The neurological examination in coma
This is aimed at locating the pathology in 1 of 2 places. Altered level of consciousness implies either (1) a diffuse, bilateral, cortical dysfunction (usually producing loss of awareness with normal arousal) or (2) damage to the ascending reticular activating system (ARAS) located throughout the brainstem from the medulla to the thalami (usually producing loss of arousal with unassessable awareness). The brainstem can be affected directly (eg pontine haemorrhage) or indirectly (eg compression from trans-tentorial or cerebellar herniation secondary to a mass or oedema).
Level of consciousness; describe using objective words.
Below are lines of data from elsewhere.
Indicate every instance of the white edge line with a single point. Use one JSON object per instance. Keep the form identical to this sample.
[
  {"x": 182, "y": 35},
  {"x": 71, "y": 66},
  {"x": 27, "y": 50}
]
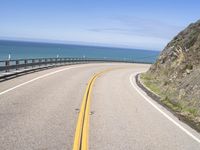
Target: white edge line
[
  {"x": 37, "y": 78},
  {"x": 162, "y": 112}
]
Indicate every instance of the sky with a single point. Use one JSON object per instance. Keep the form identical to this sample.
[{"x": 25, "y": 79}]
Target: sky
[{"x": 143, "y": 24}]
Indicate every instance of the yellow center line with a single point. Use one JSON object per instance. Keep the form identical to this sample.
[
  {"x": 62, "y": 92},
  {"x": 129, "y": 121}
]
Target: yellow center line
[{"x": 82, "y": 128}]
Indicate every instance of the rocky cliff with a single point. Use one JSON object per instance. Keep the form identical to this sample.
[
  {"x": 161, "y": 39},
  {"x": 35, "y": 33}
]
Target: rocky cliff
[{"x": 176, "y": 73}]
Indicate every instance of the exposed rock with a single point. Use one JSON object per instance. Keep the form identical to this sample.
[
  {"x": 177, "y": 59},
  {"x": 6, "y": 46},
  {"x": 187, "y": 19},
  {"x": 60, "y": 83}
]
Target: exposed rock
[{"x": 179, "y": 66}]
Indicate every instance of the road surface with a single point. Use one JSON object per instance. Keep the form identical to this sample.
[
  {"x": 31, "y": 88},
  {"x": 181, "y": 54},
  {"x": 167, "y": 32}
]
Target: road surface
[{"x": 39, "y": 111}]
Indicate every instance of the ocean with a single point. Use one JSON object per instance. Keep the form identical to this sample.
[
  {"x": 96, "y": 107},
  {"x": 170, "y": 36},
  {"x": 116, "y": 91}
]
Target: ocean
[{"x": 25, "y": 50}]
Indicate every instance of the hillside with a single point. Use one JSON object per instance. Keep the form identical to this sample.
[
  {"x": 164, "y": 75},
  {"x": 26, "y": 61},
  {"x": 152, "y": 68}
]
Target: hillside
[{"x": 176, "y": 74}]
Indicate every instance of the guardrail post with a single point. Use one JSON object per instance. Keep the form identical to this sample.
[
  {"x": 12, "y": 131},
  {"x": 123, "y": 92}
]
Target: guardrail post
[
  {"x": 17, "y": 64},
  {"x": 7, "y": 64},
  {"x": 40, "y": 60},
  {"x": 33, "y": 62},
  {"x": 25, "y": 63}
]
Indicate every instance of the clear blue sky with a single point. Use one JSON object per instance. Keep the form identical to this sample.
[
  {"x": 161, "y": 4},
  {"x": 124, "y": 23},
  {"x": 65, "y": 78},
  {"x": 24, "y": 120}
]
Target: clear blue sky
[{"x": 146, "y": 24}]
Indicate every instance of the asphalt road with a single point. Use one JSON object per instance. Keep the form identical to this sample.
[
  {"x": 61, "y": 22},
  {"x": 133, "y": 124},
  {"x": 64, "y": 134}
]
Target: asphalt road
[{"x": 39, "y": 111}]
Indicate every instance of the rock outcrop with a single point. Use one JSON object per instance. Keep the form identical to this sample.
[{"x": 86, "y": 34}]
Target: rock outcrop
[{"x": 177, "y": 70}]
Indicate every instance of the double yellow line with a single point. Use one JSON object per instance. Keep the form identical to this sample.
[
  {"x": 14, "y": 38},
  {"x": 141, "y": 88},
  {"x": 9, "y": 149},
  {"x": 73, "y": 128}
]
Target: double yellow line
[{"x": 82, "y": 128}]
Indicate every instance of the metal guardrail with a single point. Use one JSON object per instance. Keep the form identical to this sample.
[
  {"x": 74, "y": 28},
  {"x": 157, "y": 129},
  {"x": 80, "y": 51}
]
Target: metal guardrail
[{"x": 14, "y": 67}]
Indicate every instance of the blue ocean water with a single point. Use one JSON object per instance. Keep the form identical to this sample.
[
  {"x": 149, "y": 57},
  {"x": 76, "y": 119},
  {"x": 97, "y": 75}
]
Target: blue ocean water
[{"x": 21, "y": 50}]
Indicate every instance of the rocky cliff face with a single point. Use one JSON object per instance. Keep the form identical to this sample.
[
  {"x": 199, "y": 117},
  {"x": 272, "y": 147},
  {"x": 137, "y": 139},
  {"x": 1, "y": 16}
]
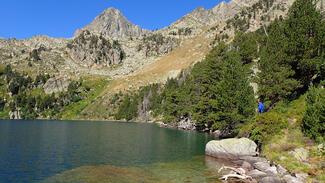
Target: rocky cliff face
[
  {"x": 90, "y": 50},
  {"x": 112, "y": 24},
  {"x": 56, "y": 85},
  {"x": 112, "y": 40}
]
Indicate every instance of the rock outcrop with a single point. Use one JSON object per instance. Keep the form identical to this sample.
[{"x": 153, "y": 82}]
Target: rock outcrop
[
  {"x": 89, "y": 50},
  {"x": 56, "y": 85},
  {"x": 113, "y": 24},
  {"x": 231, "y": 148},
  {"x": 157, "y": 44},
  {"x": 242, "y": 152}
]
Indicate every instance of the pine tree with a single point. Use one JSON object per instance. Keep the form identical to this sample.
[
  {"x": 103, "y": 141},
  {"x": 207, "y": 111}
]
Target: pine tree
[
  {"x": 305, "y": 47},
  {"x": 276, "y": 77}
]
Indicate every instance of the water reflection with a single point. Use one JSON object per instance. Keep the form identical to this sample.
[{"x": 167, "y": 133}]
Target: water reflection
[{"x": 34, "y": 150}]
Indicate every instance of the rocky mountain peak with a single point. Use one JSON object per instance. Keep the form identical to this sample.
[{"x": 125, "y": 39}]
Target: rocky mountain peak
[{"x": 113, "y": 24}]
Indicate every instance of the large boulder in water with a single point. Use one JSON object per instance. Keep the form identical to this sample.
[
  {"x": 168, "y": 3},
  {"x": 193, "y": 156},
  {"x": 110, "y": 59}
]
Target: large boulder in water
[{"x": 231, "y": 148}]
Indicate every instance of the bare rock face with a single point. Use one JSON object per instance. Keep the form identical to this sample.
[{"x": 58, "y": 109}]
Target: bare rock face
[
  {"x": 231, "y": 148},
  {"x": 89, "y": 50},
  {"x": 157, "y": 44},
  {"x": 56, "y": 85},
  {"x": 112, "y": 23}
]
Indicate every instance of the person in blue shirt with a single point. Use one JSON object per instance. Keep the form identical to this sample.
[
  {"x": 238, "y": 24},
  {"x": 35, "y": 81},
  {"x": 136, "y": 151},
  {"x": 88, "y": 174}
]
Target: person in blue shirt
[{"x": 261, "y": 107}]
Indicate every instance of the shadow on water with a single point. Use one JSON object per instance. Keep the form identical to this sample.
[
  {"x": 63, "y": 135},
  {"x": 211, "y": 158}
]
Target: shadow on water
[
  {"x": 199, "y": 169},
  {"x": 33, "y": 151}
]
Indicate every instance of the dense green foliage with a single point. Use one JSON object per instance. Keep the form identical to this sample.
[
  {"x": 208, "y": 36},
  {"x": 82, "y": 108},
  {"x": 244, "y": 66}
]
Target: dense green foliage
[
  {"x": 314, "y": 119},
  {"x": 294, "y": 53},
  {"x": 216, "y": 94},
  {"x": 20, "y": 92}
]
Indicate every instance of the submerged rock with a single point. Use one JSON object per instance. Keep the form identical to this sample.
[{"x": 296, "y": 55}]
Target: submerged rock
[{"x": 231, "y": 148}]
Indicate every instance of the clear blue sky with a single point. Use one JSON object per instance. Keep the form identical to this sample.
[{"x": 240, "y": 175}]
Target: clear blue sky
[{"x": 60, "y": 18}]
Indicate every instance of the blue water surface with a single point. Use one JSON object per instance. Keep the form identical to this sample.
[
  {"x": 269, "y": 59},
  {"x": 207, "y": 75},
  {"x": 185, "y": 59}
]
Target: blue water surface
[{"x": 31, "y": 151}]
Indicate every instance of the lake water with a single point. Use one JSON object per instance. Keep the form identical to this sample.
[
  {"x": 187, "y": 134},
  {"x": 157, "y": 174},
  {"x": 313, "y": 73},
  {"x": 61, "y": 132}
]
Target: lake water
[{"x": 63, "y": 151}]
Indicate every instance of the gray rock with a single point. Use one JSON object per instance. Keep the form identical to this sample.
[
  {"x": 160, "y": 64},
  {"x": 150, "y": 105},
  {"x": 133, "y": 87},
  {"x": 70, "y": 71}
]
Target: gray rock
[
  {"x": 266, "y": 167},
  {"x": 302, "y": 176},
  {"x": 271, "y": 180},
  {"x": 257, "y": 174},
  {"x": 113, "y": 24},
  {"x": 253, "y": 160},
  {"x": 247, "y": 166},
  {"x": 321, "y": 148},
  {"x": 186, "y": 124},
  {"x": 292, "y": 179},
  {"x": 282, "y": 171},
  {"x": 14, "y": 114},
  {"x": 56, "y": 85},
  {"x": 231, "y": 148},
  {"x": 300, "y": 154},
  {"x": 90, "y": 50}
]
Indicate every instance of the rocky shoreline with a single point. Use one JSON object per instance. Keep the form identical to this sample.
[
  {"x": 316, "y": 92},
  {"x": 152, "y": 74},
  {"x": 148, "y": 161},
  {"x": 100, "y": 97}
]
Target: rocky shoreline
[{"x": 249, "y": 167}]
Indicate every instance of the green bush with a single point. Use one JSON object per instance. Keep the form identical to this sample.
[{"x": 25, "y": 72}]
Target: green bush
[
  {"x": 313, "y": 124},
  {"x": 265, "y": 126}
]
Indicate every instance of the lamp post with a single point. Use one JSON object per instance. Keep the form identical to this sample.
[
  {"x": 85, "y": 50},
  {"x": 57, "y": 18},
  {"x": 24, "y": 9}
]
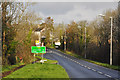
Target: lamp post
[
  {"x": 85, "y": 42},
  {"x": 111, "y": 18},
  {"x": 65, "y": 41},
  {"x": 111, "y": 43}
]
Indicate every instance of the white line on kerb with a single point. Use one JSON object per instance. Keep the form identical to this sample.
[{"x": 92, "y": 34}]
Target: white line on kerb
[
  {"x": 85, "y": 66},
  {"x": 99, "y": 72},
  {"x": 88, "y": 67},
  {"x": 107, "y": 75},
  {"x": 93, "y": 69}
]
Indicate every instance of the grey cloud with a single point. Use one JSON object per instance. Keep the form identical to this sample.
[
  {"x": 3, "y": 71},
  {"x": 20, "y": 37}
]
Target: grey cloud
[
  {"x": 53, "y": 8},
  {"x": 99, "y": 5}
]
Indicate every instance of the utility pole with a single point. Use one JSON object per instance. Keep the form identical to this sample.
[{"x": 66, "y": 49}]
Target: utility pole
[
  {"x": 52, "y": 37},
  {"x": 111, "y": 43},
  {"x": 85, "y": 42},
  {"x": 111, "y": 19}
]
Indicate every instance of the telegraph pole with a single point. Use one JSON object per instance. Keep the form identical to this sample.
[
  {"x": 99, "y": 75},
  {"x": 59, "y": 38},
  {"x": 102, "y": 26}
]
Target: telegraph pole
[
  {"x": 111, "y": 43},
  {"x": 85, "y": 42},
  {"x": 65, "y": 41}
]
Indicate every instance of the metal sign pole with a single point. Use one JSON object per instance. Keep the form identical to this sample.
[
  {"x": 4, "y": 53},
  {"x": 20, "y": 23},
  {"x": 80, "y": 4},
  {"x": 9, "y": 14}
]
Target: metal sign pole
[
  {"x": 42, "y": 58},
  {"x": 34, "y": 57}
]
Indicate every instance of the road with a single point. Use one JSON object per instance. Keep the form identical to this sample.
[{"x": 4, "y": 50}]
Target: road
[{"x": 77, "y": 68}]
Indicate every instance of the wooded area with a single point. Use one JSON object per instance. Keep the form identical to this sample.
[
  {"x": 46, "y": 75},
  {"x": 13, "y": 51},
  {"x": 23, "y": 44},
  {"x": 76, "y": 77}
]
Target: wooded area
[{"x": 18, "y": 26}]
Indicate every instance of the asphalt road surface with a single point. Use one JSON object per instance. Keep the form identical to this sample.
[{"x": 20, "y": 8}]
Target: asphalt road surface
[{"x": 77, "y": 68}]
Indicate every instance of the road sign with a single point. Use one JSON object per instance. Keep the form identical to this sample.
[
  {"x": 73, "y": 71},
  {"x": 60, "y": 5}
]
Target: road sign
[
  {"x": 37, "y": 41},
  {"x": 38, "y": 49}
]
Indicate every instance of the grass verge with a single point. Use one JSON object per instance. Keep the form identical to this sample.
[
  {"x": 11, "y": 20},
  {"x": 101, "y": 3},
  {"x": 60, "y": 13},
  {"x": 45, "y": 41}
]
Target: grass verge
[
  {"x": 39, "y": 70},
  {"x": 10, "y": 67},
  {"x": 95, "y": 62}
]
Respiratory pattern Cheyne-Stokes, hyperventilation (acidosis, hypoxia, or rarely, neurogenic), ataxic or apneustic (breath-holding) breathing (brainstem damage with grave prognosis).
Eyes almost all patients with ARAS pathology will have eye findings.
Visual fields
In light coma, test fields with visual threat. No blink in 1 field suggests hemianopsia and contralateral hemisphere lesion.
Pupils
Normal direct & consensual = intact midbrain. Midposition (3-5mm) non-reactive ± irregular = midbrain lesion. Unilateral dilated & unreactive (fixed) = 3rd nerve compression. Small, reactive = pontine lesion (‘pinpoint pontine pupils’) or drugs. Horner's syndrome = ipsilateral lateral medulla or hypothalamus lesion, may precede uncal herniation. Beware patients with false eyes or who use eye drops for glaucoma.
Extraocular movements (EOMs)
observe resting position and spontaneous movement; then test the vestibulo-ocular reflex (VOR) with either the Doll's-head manoeuvre (normal if the eyes keep looking at the same point in space when the head is quickly moved laterally or vertically) or ice water calorics (normal if eyes deviate towards the cold ear with nystagmus to the other side). If present, the VOR exonerates most of the brainstem from the VII nerve nucleus (medulla) to the III (midbrain). Don't move the head unless the cervical spine is cleared.
Fundi
papilloedema, subhyaloid haemorrhage, hypertensive retinopathy, signs of other disease (eg diabetic retinopathy).
Examine for CNS asymmetry (tone, spontaneous movements, reflexes).